Beyond the economics of creating psychologically safe, healthy, and fair workplace cultures, the social benefits are huge. Lives can be saved. A 2015 study by researchers at Stanford and Harvard found that 120,000 deaths annually might be attributable to workplace stress. When we consider these are premature deaths, these numbers appear even graver. Reducing unnecessary stress can also help improve the mental health crisis, which has positive impacts on family and society at large.
Fortunately, organizational leaders are starting to take note. A recent survey showed that 78% of Fortune 1000 CEO’s and CFO’s view culture as one of the top three factors affecting their firm’s value. Unfortunately, however, solutions to this have proven to be ineffective and therefore elusive.
Companies and organizations have dedicated enormous resources and energy to change their cultures. Over the last couple of decades, programs on motivation, diversity and inclusion, harassment, and emotional intelligence have become a multi-billion-dollar industry—unfortunately with precious little to show for them. The needle has barely moved a notch; and one could argue there has been regression.
Often these programs are relegated to human resources departments, viewed by most companies as just another corporate fad or merely a legal shield.
We need a holistic approach, creating emotionally intelligent organizations based on what we all learned in kindergarten: “Do unto others as you would have them do unto you.” Emotional Intelligence means to be aware of, control, and express one’s own emotions, and to handle interpersonal relationships judicially and empathetically. The ideal workplace culture is where every point of human interaction is constructive and positive. This is not a question of being t about being nice; it’s about respect. This can be done by making it a requirement for everyone from the CEO to the janitor go through Emotional Intelligence training, and that everyone abide by terms of engagement protocol.
To help organizations create this type of culture, the Yale Center for Emotional Intelligence and the Faas Foundation have embarked on an initiative called “Emotion Revolution in the Workplace,” which will provide evidence-based approaches and solutions to this type of cultural transformation. We are also doing a deep dive on how employees feel about the work they do, the relationships they have at work and how they feel about the organization they work for. More importantly, we are determining why employees feel the way they do on the three dimensions. Our initial findings validate much of what was found in the MHA study.
This initiative is patterned after a Yale study called “Emotion Revolution in Schools”, which showed that emotionally intelligent schools produce students with better academic, behavioural, and attitudinal results and more civility in schools. Greater evidence is accumulating that there is a spill over effect where students in these schools positively influence their family dynamics.
The results from the school study suggest that if workers feel more positive about their boss and employer, they will be more positive about their interactions at work, and this will have a similar spill over effect where they will have more positive interactions outside the work environment.

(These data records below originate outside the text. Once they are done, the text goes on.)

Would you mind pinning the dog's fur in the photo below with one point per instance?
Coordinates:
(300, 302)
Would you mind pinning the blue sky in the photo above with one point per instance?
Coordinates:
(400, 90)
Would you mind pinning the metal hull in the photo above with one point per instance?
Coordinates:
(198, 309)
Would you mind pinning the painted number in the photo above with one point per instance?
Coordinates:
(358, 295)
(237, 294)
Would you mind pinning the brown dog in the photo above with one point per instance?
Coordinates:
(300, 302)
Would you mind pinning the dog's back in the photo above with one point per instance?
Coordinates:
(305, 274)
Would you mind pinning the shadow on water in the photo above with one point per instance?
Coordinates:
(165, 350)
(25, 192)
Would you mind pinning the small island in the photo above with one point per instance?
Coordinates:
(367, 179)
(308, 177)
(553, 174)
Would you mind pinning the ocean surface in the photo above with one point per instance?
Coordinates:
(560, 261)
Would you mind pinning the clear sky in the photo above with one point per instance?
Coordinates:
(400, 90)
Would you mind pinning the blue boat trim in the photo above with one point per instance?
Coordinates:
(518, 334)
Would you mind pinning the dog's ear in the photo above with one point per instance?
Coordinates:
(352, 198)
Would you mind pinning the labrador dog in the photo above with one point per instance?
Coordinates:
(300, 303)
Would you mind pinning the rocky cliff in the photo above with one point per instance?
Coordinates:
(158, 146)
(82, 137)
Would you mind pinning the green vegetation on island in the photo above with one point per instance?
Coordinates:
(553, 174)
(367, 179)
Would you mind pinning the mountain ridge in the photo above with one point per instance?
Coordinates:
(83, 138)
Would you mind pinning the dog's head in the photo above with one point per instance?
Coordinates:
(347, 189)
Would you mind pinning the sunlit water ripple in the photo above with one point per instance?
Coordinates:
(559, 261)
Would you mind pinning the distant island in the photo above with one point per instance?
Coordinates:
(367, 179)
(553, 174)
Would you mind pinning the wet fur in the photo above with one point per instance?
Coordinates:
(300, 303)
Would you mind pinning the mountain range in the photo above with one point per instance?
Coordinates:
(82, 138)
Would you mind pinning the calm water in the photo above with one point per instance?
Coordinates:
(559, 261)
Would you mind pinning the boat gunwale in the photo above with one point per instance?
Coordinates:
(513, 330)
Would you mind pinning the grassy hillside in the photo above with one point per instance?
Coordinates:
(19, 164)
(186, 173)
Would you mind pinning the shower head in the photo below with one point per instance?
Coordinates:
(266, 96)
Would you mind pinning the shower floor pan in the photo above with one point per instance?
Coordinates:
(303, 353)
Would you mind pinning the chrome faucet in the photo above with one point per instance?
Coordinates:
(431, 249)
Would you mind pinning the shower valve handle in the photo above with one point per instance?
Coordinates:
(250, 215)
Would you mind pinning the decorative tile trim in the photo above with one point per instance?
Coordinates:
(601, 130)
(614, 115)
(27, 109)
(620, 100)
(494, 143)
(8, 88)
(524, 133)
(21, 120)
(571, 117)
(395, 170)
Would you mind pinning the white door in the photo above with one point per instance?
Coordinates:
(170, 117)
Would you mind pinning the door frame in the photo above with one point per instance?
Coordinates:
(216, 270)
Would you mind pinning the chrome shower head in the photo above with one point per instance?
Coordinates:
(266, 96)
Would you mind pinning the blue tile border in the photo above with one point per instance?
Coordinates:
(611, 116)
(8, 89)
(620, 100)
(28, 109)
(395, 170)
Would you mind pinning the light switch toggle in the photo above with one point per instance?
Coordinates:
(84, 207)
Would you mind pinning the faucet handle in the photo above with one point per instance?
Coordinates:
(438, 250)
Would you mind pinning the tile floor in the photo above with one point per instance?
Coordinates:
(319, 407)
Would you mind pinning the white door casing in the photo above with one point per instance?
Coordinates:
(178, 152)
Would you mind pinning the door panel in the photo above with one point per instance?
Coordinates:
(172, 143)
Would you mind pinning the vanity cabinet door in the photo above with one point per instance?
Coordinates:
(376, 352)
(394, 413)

This has become even more critical today where we are witnessing extremism, the abnormal becoming the normal, and democracy being dismantled. Emotional Intelligence is a huge resource for people to resist authority, whether at work or in society.
Just imagine if every single individual, in every point of interaction with others, used their emotional intelligence and applied the golden rule. If we universally applied this in all our institutions and organizations, the world would certainly be a less scary place. If we can bring emotional intelligence into our schools and our workplaces, then the feeling of safety and fairness can follow into our family life and into the community. When people feel frustrated by what happens in politics, schools and workplaces, they are at least able to practice the art of disagreement in a civil way. As I pointed out in the beginning, this has become more critical today.
Andrew Faas is a Public Voices Fellow at Yale University and author of From Bully to Bull’s-Eye: Moving Your Organization Out of the Line of Fire.